O presidente da Refer não esconde a sua insatisfação pela forma como a comissão que lidera o processo de fusão da empresa com a Estradas de Portugal está a conduzir os trabalhos, pondo e dispondo dos seus quadros, que recorrentemente chama para reuniões. “Isto está a demorar tanto tempo que começamos a ter problemas internos de funcionamento. Não se pode deixar cair a empresa por causa da sua fusão. A fusão tem de ser feita com as empresas em funcionamento”, disse ao PÚBLICO Rui Loureiro.

Num despacho assinado na semana passado, o conselho da administração da Refer informava que, a partir 1 de Dezembro, os colaboradores da empresa “não estão autorizados a responder a convocações directas da comissão” e que a assistência a reuniões “passará a ter de ser autorizada pelo respectivo administrador do pelouro”.

O mesmo documento, a que o PÚBLICO teve acesso, referia ainda que os quadros da Refer deverão fazer “uma súmula dos assuntos tratados nas reuniões” com a equipa de António Ramalho (que preside à comissão que está a preparar a fusão das duas empresas e que liderada a Estradas de Portugal).

O despacho recorda que aquela comissão foi criada a 6 de Agosto e que administração da Refer “tudo tem feito para permitir a execução do seu trabalho, nomeadamente aceitar que a comissão tenha convocado directamente directores e estruturas intermédias para reuniões sem seu conhecimento prévio, com óbvio prejuízo das competências que lhe foram legalmente cometidas, nomeadamente a da gestão dos seus recursos humanos”.

Mas, passados cinco meses, a situação de chamar directamente quadros da Refer para reuniões de trabalho “está a provocar distorções de interpretação de responsabilidade na empresa, eventualmente potenciados pelo voluntarismo de alguns dos nossos colaboradores, com evidentes prejuízos no funcionamento da Refer”, lê-se no documento.

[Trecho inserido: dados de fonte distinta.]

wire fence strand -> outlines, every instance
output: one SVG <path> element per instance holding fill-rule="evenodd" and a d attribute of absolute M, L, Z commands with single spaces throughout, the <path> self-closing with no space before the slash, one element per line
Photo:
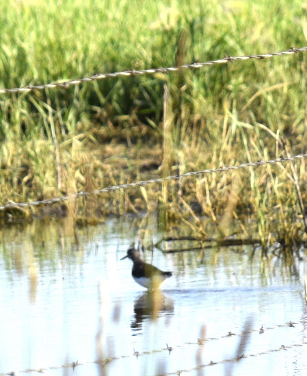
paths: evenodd
<path fill-rule="evenodd" d="M 165 68 L 151 68 L 136 70 L 130 69 L 121 72 L 115 72 L 113 73 L 97 73 L 89 77 L 78 78 L 69 81 L 52 82 L 49 83 L 40 85 L 29 85 L 22 88 L 15 88 L 12 89 L 0 89 L 0 94 L 9 93 L 27 92 L 32 90 L 43 90 L 45 88 L 53 89 L 56 88 L 62 88 L 66 89 L 73 85 L 77 85 L 83 82 L 91 82 L 96 80 L 102 80 L 105 78 L 115 78 L 118 77 L 126 77 L 131 76 L 141 76 L 144 74 L 153 74 L 160 73 L 166 74 L 170 72 L 177 72 L 179 70 L 185 69 L 195 69 L 202 68 L 207 65 L 212 65 L 214 64 L 224 64 L 238 61 L 246 61 L 250 59 L 257 60 L 267 59 L 274 56 L 281 56 L 283 55 L 290 55 L 293 53 L 297 53 L 307 50 L 307 47 L 295 48 L 292 47 L 287 51 L 280 51 L 278 52 L 271 52 L 268 53 L 259 54 L 254 55 L 245 55 L 243 56 L 228 56 L 216 60 L 212 60 L 204 62 L 195 62 L 191 64 L 185 64 L 178 67 L 169 67 Z"/>
<path fill-rule="evenodd" d="M 80 365 L 86 365 L 88 364 L 93 364 L 94 363 L 99 364 L 103 366 L 109 364 L 111 362 L 116 360 L 119 360 L 121 359 L 123 359 L 125 358 L 131 358 L 135 356 L 137 358 L 138 358 L 139 356 L 149 355 L 150 354 L 156 353 L 157 353 L 163 352 L 165 351 L 168 351 L 169 352 L 169 355 L 170 355 L 171 352 L 174 350 L 175 350 L 176 349 L 182 348 L 183 347 L 185 347 L 186 346 L 189 346 L 191 345 L 202 346 L 205 344 L 206 342 L 208 341 L 212 340 L 222 340 L 225 338 L 230 338 L 234 336 L 242 336 L 246 335 L 247 332 L 250 333 L 251 334 L 259 333 L 260 334 L 263 334 L 267 331 L 277 329 L 278 328 L 285 327 L 290 328 L 294 327 L 295 325 L 297 325 L 300 323 L 303 325 L 305 325 L 306 324 L 306 321 L 301 320 L 299 320 L 295 322 L 292 322 L 292 321 L 290 321 L 289 322 L 285 323 L 284 324 L 277 324 L 271 326 L 265 327 L 263 327 L 263 326 L 262 326 L 260 329 L 253 329 L 247 331 L 243 331 L 237 333 L 234 333 L 232 332 L 229 332 L 225 335 L 220 336 L 219 337 L 206 338 L 203 340 L 198 338 L 197 342 L 185 342 L 177 345 L 175 345 L 172 347 L 169 346 L 167 345 L 167 344 L 166 344 L 166 346 L 165 347 L 154 349 L 151 350 L 138 351 L 136 351 L 135 349 L 133 349 L 133 352 L 132 352 L 130 353 L 127 354 L 126 355 L 119 355 L 117 356 L 108 357 L 101 360 L 89 361 L 88 361 L 77 360 L 71 363 L 66 363 L 65 364 L 59 365 L 51 366 L 51 367 L 42 367 L 41 368 L 33 368 L 31 369 L 28 368 L 18 371 L 12 371 L 5 373 L 0 373 L 0 376 L 7 376 L 7 376 L 8 376 L 8 375 L 15 375 L 17 373 L 27 373 L 30 372 L 37 372 L 38 373 L 43 373 L 45 371 L 49 371 L 52 370 L 59 369 L 60 368 L 65 369 L 72 368 L 74 370 L 75 368 L 77 367 Z M 240 359 L 241 359 L 251 358 L 252 357 L 257 357 L 260 355 L 269 354 L 272 353 L 276 352 L 282 350 L 286 350 L 288 349 L 302 347 L 304 346 L 305 345 L 307 345 L 307 343 L 306 342 L 302 342 L 298 343 L 292 344 L 290 345 L 286 346 L 282 344 L 278 347 L 269 349 L 267 350 L 261 351 L 258 353 L 248 354 L 242 354 L 242 356 L 240 357 Z M 217 361 L 215 362 L 211 360 L 210 362 L 208 363 L 198 364 L 195 367 L 191 368 L 181 369 L 172 372 L 167 372 L 162 374 L 164 375 L 164 376 L 168 376 L 168 375 L 172 374 L 180 375 L 183 372 L 188 373 L 197 369 L 201 369 L 205 367 L 212 366 L 217 364 L 223 364 L 230 362 L 236 362 L 238 361 L 238 360 L 239 359 L 238 359 L 237 358 L 231 358 L 222 359 L 221 360 Z M 162 376 L 162 375 L 161 376 Z"/>
<path fill-rule="evenodd" d="M 242 164 L 238 165 L 237 165 L 219 167 L 218 168 L 208 168 L 207 170 L 202 170 L 201 171 L 187 172 L 185 174 L 182 174 L 181 175 L 171 175 L 166 176 L 165 177 L 159 177 L 156 179 L 150 179 L 149 180 L 135 182 L 127 184 L 113 185 L 112 186 L 106 187 L 101 189 L 91 191 L 90 192 L 81 191 L 69 196 L 56 197 L 53 199 L 47 199 L 46 200 L 38 200 L 26 202 L 10 202 L 5 205 L 0 206 L 0 210 L 3 210 L 12 208 L 25 208 L 26 206 L 37 206 L 40 205 L 50 205 L 61 201 L 65 201 L 71 199 L 78 199 L 80 197 L 88 197 L 94 195 L 99 194 L 100 193 L 107 193 L 113 191 L 116 191 L 119 189 L 126 189 L 131 187 L 145 186 L 148 184 L 153 184 L 154 183 L 163 183 L 163 182 L 169 180 L 179 180 L 183 177 L 188 176 L 197 176 L 206 174 L 223 172 L 228 171 L 230 170 L 239 170 L 239 169 L 245 168 L 248 167 L 263 166 L 267 164 L 283 163 L 287 161 L 293 161 L 295 159 L 305 158 L 306 157 L 307 157 L 307 154 L 299 154 L 293 156 L 289 157 L 283 156 L 277 159 L 271 159 L 269 161 L 257 161 L 257 162 L 243 163 Z"/>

O PÚBLICO sabe que, internamente, há quadros desmotivados com a perspectiva do fim da empresa, que vai ser fundida nas Estradas de Portugal, enquanto outros estão altamente motivados para conseguirem posicionar-se favoravelmente na nova estrutura. Daí o “voluntarismo” referido no comunicado do conselho de administração da Refer. O drama, no funcionamento da empresa, é que Rui Loureiro, que não integra a comissão da fusão, “já não manda” enquanto presidente da Refer e António Ramalho “ainda não manda” formalmente na empresa, embora tacitamente muitos considerem que sim.

Como António Ramalho já anunciou que não serão mantidos todos os postos de trabalho, só o pessoal da Refer directamente ligado à actividade ferroviária da empresa poderá considerar-se a salvo, havendo, por isso, alguns que se voluntariam para colaborar com a comissão. No entanto, e como é voz corrente entre os funcionários, sindicatos, comissão de trabalhadores e até mesmo através de comunicados da estrutural sectorial do PS, não há nenhum funcionário da Refer que seja favorável à fusão, tendo esta decisão do Governo apanhado toda a gente de surpresa.

O desalento foi tal que em Julho passado o próprio Rui Loureiro sentiu necessidade de reunir os quadros de topo incentivando-os a trabalhar com o mesmo entusiasmo, fazendo-lhes recordar que a actividade da empresa já era, até 1997, desenvolvida no âmbito da CP e que continuaria a sê-lo agora sob a égide da futura Infra-estruturas de Portugal.

Mas hoje já não há tanta certeza disso. Uma das áreas que já está em estudo é o planeamento dos investimentos em manutenção que passará a agrupar as estradas e o caminho-de-ferro num só canal. Por exemplo, a linha do Oeste será agrupada com a Estrada Nacional nº8, que corre paralela, e a linha do Douro agrupará com a EN 222, o mesmo acontecendo no Minho e no Algarve. Só as auto-estradas não entram no mesmo canal porque estão concessionadas.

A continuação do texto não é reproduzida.